CONFIAS: Avaliação da Consciência Fonológica [2026] | iPsy

O CONFIAS é o instrumento mais usado no Brasil para avaliar consciência fonológica — habilidade cognitiva considerada hoje o melhor preditor isolado de sucesso na alfabetização e o principal marcador de risco para dislexia. Quando uma criança não consegue ouvir que “pato” e “rato” rimam, ou que “casa” e “carro” começam com o mesmo som, o problema raramente é apenas auditivo. É um déficit no processamento fonológico — e o CONFIAS é o que permite medir isso de forma estruturada.

Este guia explica o que é o CONFIAS, sua estrutura em duas dimensões (silábica e fonêmica), como aplicar passo a passo, como interpretar resultados e como usar os achados para fundamentar hipóteses de dislexia ou planejar intervenção em consciência fonológica.

O que é o CONFIAS

O CONFIAS (Consciência Fonológica: Instrumento de Avaliação Sequencial) é um instrumento brasileiro desenvolvido por Ana Maria Capovilla, Maity Capovilla e colaboradores, publicado pela primeira vez em 2003 e revisado posteriormente. É comercializado pela Casa do Psicólogo e tem normatização brasileira para crianças do final da educação infantil ao 4º ano do ensino fundamental (aproximadamente 4 a 10 anos).

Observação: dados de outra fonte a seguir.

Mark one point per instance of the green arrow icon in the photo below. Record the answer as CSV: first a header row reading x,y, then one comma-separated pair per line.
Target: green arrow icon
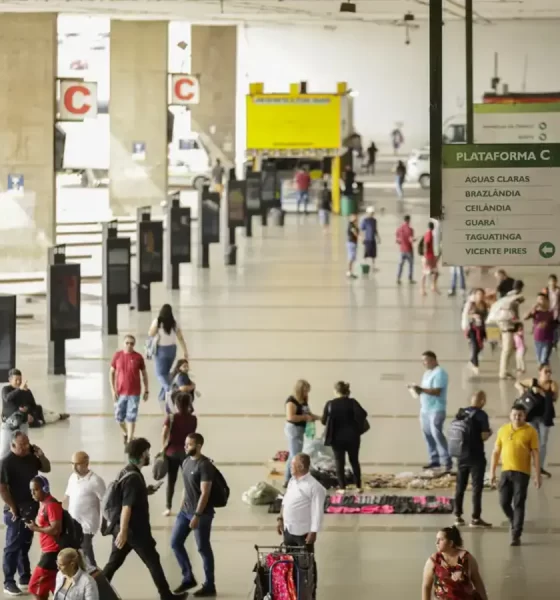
x,y
547,249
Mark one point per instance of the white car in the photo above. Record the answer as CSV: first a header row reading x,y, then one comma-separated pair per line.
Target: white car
x,y
418,167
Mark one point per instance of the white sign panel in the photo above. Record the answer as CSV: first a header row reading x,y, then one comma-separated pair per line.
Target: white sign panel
x,y
185,89
517,123
501,204
77,100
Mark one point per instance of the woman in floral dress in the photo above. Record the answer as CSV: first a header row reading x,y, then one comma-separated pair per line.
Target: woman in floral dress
x,y
452,572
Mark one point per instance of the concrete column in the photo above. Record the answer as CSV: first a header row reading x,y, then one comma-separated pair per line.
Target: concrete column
x,y
28,65
138,115
214,58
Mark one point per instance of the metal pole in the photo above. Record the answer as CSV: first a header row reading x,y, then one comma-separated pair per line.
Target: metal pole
x,y
436,116
469,67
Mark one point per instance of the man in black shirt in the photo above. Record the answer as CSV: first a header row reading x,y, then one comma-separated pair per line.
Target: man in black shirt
x,y
473,463
135,532
17,471
197,514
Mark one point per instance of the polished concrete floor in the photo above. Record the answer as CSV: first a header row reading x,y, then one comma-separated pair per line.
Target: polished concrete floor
x,y
286,312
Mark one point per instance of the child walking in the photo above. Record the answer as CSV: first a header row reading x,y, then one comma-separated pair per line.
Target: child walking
x,y
520,348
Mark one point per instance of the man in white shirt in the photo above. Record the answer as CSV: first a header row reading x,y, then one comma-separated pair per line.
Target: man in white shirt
x,y
303,508
84,491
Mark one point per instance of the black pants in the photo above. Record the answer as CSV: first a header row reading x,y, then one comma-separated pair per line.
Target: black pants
x,y
299,541
174,464
145,548
476,471
353,450
513,495
87,549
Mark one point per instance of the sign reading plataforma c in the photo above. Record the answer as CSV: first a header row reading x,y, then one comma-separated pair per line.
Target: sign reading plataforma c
x,y
501,204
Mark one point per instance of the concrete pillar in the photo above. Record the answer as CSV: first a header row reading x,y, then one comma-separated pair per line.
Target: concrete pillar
x,y
28,55
214,58
138,115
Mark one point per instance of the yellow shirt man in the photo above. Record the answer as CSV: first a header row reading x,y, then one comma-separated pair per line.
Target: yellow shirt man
x,y
516,446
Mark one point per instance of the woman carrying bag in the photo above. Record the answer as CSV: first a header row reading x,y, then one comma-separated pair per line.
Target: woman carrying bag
x,y
345,422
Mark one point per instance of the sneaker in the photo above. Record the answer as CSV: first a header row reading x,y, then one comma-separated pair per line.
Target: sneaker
x,y
11,589
205,592
480,524
185,587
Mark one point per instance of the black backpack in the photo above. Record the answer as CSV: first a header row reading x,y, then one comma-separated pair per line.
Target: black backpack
x,y
219,493
460,434
111,505
71,534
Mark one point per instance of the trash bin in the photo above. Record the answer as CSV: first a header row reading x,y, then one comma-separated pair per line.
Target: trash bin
x,y
231,255
348,206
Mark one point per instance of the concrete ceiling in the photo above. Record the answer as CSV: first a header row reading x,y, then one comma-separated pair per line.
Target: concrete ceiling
x,y
289,11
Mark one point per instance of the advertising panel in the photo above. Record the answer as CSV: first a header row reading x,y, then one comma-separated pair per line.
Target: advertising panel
x,y
7,335
150,251
180,237
292,122
118,270
211,218
517,123
64,301
253,193
501,204
236,203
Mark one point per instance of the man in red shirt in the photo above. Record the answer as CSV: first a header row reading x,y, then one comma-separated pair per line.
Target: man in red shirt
x,y
405,240
429,260
127,371
48,525
303,183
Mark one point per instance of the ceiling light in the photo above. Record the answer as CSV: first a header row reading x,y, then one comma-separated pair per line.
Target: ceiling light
x,y
348,7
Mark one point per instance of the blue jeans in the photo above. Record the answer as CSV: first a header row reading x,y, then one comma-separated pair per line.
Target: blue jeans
x,y
458,273
163,360
16,550
542,350
295,436
409,258
179,535
432,428
303,198
543,432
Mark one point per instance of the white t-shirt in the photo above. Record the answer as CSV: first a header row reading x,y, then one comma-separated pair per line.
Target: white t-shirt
x,y
85,494
166,339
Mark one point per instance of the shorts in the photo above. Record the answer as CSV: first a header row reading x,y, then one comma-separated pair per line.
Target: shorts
x,y
370,250
42,582
429,265
351,249
126,409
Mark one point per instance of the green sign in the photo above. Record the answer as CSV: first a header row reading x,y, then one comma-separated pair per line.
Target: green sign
x,y
501,204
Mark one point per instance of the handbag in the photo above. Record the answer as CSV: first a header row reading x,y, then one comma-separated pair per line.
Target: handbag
x,y
150,347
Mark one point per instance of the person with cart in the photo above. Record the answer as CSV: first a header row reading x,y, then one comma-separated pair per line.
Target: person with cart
x,y
302,510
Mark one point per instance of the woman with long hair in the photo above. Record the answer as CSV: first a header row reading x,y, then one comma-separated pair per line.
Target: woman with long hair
x,y
452,572
345,421
176,427
72,580
168,334
298,414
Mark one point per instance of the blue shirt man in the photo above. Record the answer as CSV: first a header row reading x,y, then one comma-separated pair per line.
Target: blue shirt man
x,y
433,404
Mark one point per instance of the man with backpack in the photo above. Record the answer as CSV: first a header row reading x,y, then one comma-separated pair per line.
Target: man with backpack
x,y
466,437
204,491
126,514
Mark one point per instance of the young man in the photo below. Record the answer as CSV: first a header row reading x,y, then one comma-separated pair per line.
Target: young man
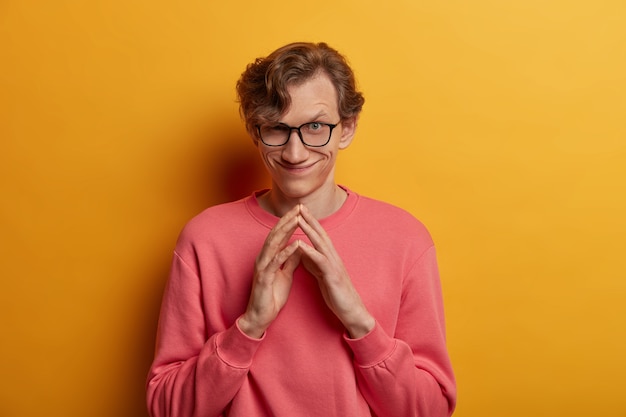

O nome do instrumento reflete sua característica central: a avaliação é sequencial, organizada em ordem crescente de complexidade fonológica, partindo das tarefas mais simples (sílabas) até as mais difíceis (fonemas). Essa estrutura permite identificar exatamente em que nível de consciência fonológica está a quebra, se houver.

Por que avaliar consciência fonológica?

A consciência fonológica é a capacidade de refletir sobre os sons da fala — perceber que palavras são compostas por sílabas, que sílabas são compostas por fonemas, que palavras podem rimar, que sons podem ser identificados, manipulados e combinados. Diferente da audição (que é sensorial) ou da fala (que é motora), a consciência fonológica é uma habilidade cognitiva metalinguística.

Pesquisas em neurociência da leitura demonstram que a consciência fonológica é o preditor mais forte de sucesso na alfabetização. Crianças com baixa consciência fonológica antes da alfabetização têm risco significativo de desenvolver dificuldades na leitura. Ao mesmo tempo, déficits persistentes em consciência fonêmica são marcadores centrais de dislexia.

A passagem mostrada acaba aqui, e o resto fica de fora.